一方で、トランプ大統領が事態の深刻さを受け止め、13日に国家非常事態宣言を出した途端に、わずか30分たらずでNYダウは1,000ポイントを超える上げとなりました。

これだけ先が見えず不安が支配している状況だからこそ、安倍総理には、トランプ大統領を見習って、もっとなりふり構わず事態の収束に突き進む姿勢を見せてもらいたかったです。

具体性なし?

不安の2点目は、経済対策について具体性の欠ける説明に終始したことです。

このことに関しても、米国の例が参考になります。先週米国では、9日にトランプ大統領が、翌日の10日にはペンス副大統領が経済対策に関して具体性に欠ける説明を繰り返す中、米国の株価はどんどん下がっていきました。

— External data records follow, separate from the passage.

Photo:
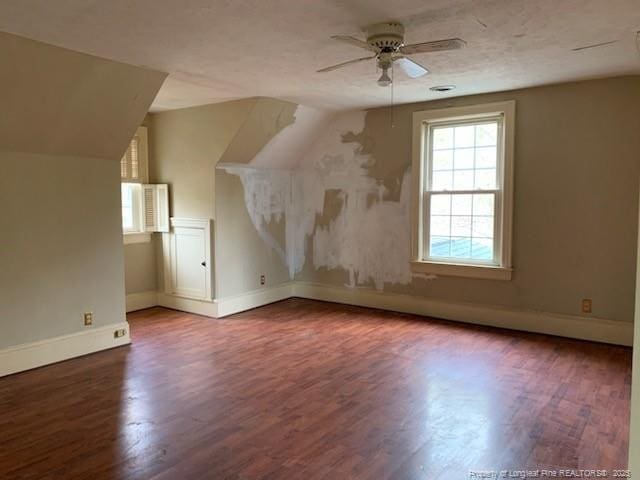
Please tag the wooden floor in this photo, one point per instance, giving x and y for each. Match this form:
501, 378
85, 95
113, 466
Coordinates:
310, 390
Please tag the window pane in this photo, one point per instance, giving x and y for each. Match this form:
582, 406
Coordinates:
485, 179
442, 180
461, 204
483, 204
464, 136
461, 226
443, 159
482, 249
440, 225
440, 205
128, 190
442, 138
487, 134
486, 157
439, 247
483, 227
463, 158
463, 180
460, 247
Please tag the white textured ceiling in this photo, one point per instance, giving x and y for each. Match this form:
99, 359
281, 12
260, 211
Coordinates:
217, 50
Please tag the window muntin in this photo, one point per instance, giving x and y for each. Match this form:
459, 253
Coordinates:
462, 192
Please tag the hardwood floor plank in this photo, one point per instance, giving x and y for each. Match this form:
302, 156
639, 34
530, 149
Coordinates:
304, 389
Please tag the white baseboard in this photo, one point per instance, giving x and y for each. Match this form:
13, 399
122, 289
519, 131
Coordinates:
43, 352
573, 326
199, 307
141, 300
254, 299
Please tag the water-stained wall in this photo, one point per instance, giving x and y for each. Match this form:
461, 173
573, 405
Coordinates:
346, 201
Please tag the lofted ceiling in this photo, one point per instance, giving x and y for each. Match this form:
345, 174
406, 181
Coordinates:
217, 50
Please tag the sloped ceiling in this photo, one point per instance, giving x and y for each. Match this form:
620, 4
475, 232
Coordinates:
222, 50
59, 102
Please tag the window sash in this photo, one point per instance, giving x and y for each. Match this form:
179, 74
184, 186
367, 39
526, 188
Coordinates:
497, 192
497, 240
135, 192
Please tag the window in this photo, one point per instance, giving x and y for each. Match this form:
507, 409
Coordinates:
144, 207
131, 217
133, 164
463, 191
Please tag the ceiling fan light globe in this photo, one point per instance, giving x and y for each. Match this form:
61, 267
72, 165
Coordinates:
384, 80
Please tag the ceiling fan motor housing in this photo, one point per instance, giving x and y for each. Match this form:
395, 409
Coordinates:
388, 37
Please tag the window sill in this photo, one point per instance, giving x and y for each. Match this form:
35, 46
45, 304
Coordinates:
128, 238
458, 270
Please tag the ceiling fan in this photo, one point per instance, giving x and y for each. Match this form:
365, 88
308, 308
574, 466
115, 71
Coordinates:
386, 41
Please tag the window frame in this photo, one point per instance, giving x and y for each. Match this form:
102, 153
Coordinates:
139, 235
500, 268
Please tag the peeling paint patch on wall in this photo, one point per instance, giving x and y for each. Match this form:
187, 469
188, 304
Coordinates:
367, 234
266, 196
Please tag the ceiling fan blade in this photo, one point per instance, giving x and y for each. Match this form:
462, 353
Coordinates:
435, 46
411, 68
355, 42
344, 64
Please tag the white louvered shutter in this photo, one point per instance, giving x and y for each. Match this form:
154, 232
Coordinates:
155, 207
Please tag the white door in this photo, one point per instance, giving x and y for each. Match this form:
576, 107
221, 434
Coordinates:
190, 269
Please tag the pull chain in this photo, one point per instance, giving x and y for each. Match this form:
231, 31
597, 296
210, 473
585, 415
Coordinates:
393, 124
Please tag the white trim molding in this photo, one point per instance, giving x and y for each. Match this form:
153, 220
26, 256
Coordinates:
254, 299
141, 300
44, 352
129, 238
572, 326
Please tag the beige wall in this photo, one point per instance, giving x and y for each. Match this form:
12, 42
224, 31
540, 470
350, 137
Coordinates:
66, 120
187, 144
140, 268
634, 440
242, 254
185, 148
575, 225
61, 249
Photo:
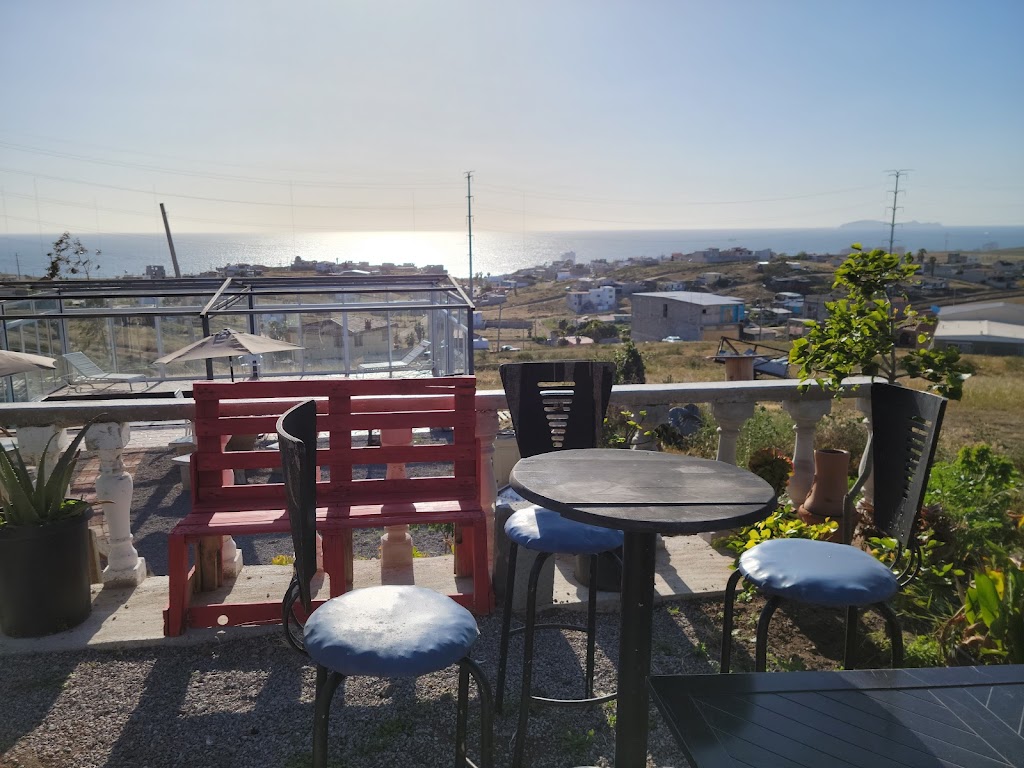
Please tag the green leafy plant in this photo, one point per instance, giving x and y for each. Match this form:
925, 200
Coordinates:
620, 429
862, 331
43, 499
993, 608
629, 365
978, 495
782, 523
771, 465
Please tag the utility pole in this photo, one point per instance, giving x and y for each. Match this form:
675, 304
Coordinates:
170, 243
471, 368
469, 221
892, 221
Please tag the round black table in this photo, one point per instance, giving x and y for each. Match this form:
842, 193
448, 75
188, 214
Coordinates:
642, 494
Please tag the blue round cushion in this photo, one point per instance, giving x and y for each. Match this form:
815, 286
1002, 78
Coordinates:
819, 572
389, 632
544, 530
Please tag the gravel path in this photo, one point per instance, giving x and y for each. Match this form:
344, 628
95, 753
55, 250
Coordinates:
247, 702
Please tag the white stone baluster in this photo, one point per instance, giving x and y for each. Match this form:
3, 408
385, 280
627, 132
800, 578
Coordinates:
486, 432
396, 544
32, 441
866, 501
730, 418
115, 486
806, 415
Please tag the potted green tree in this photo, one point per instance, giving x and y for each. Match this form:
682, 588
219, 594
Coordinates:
862, 332
861, 336
44, 545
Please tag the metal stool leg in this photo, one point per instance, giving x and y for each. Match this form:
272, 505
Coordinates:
588, 686
327, 684
468, 667
851, 636
730, 599
503, 653
761, 648
527, 660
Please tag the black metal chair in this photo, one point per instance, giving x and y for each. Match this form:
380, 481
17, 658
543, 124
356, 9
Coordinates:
376, 631
905, 427
554, 406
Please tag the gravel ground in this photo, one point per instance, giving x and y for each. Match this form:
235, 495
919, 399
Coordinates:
247, 702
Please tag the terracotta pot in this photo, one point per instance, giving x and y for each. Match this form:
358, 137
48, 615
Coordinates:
832, 468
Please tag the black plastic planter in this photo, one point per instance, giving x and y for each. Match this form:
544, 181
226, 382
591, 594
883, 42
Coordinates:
44, 578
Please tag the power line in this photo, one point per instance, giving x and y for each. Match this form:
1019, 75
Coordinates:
892, 222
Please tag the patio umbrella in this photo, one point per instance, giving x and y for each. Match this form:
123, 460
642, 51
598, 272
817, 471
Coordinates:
19, 363
227, 343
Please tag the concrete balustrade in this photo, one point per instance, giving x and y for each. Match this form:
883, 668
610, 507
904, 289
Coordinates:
732, 402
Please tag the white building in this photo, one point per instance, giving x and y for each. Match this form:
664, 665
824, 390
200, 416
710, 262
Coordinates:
593, 300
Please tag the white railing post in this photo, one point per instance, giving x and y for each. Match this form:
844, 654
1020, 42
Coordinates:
114, 487
730, 418
806, 415
486, 432
396, 544
32, 441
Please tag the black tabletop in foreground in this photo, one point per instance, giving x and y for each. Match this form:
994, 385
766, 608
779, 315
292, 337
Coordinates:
972, 717
642, 494
643, 491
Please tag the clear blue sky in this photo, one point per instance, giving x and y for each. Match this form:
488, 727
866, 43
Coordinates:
252, 116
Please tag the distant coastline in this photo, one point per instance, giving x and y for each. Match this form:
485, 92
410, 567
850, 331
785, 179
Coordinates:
496, 253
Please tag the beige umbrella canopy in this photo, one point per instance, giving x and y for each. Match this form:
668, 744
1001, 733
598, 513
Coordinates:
227, 343
19, 363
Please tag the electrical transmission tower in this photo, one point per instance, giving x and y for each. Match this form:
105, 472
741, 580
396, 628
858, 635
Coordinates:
469, 222
892, 222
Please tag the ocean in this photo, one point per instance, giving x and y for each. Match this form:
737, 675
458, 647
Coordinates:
494, 252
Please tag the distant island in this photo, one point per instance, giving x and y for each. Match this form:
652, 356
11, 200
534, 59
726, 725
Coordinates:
868, 223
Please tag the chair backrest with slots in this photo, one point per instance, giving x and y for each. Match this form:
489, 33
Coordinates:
297, 442
557, 404
905, 427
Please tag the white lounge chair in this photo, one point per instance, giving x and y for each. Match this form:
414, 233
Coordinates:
403, 363
89, 373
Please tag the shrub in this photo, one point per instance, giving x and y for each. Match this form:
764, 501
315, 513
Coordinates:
782, 523
773, 466
629, 365
979, 494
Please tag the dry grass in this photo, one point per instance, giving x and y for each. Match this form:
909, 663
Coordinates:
991, 411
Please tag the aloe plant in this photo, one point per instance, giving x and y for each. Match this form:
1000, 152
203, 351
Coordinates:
39, 501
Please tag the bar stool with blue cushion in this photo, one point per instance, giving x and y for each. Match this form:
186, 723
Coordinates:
554, 406
904, 431
387, 631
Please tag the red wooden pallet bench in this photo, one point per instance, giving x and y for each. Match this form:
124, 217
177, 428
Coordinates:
345, 500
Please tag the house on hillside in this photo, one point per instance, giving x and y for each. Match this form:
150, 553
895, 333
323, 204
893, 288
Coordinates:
592, 300
982, 328
324, 340
688, 314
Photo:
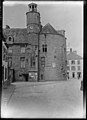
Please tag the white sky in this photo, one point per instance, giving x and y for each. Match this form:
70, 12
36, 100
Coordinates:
61, 15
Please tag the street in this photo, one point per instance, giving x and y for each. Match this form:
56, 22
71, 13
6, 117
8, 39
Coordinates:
54, 99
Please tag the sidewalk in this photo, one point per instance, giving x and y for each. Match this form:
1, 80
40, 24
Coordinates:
6, 94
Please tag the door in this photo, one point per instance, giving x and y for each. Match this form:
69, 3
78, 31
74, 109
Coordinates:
32, 76
73, 75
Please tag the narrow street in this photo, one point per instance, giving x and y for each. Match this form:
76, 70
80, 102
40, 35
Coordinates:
56, 99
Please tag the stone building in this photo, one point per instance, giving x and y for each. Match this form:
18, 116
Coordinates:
4, 64
36, 53
74, 65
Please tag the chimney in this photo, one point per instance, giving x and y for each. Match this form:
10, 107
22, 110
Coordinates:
70, 49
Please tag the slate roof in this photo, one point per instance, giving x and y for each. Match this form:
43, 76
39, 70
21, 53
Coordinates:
16, 32
73, 56
48, 29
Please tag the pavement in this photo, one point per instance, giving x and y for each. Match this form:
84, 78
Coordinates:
54, 99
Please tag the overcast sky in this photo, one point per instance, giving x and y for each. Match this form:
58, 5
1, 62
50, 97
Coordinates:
66, 16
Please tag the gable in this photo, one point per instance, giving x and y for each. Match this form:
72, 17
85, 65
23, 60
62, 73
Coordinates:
48, 29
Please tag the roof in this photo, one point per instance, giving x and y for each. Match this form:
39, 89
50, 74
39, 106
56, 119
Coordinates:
73, 56
48, 29
22, 35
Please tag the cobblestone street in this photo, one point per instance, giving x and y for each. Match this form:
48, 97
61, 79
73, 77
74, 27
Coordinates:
56, 99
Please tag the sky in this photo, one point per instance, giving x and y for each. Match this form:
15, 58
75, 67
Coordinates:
66, 16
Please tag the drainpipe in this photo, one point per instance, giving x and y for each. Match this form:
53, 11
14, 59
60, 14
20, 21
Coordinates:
38, 58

今回の安倍総理の会見が米国の二の舞にならないか心配です。今回の安倍総理の会見では、説明後の記者からの質問でも経済対策の内容についてかなり質問が出ていましたが、肝心なところは今後与党と相談していくと繰り返すだけで、全く具体性に欠けるものでした。

会見など開かなくても、13日の米国市場の反発を受けて、日本の市場も16日は切り返しそうですが、かえって具体的内容に欠ける会見を開いたことが、この動きに水を差すことになりはしないか心配です。

なりふり構わずやってくれ・・・

早期に新型コロナウイルスのまん延の収束に目処をつけることこそが、国民の切なる望みであり、最大の経済対策でもあります。そのためには、なりふり構わず、あらゆる手立てを講じてもらいたいです。

また、新型コロナウイルスの収束に目処がつき、その影響の全体像が見えてこない限りは、どんな経済対策であっても、それで十分と受け止められることはないでしょう。

野党に気を使う必要などないです。国民の切実な願いに思いを致してもらいたいです。必要なら、その範囲で、どうぞ私権の制限でも何でもやってください。

私も、持ち株では涙も出ないほど損失を蒙りましたが、もっと苦しんでいる人が世の中にはいっぱいいます。

安倍首相には、今の状況を未曾有の国難と受け止めて、全てのできることに取り組んでもらいたいです。

そして、今回のような会見ではなく、できる限り早期に、新型コロナウイルスの収束に目処がつきつつあることを、具体的な経済対策とともに発表するところまで世の中をもっていってもらいたいです。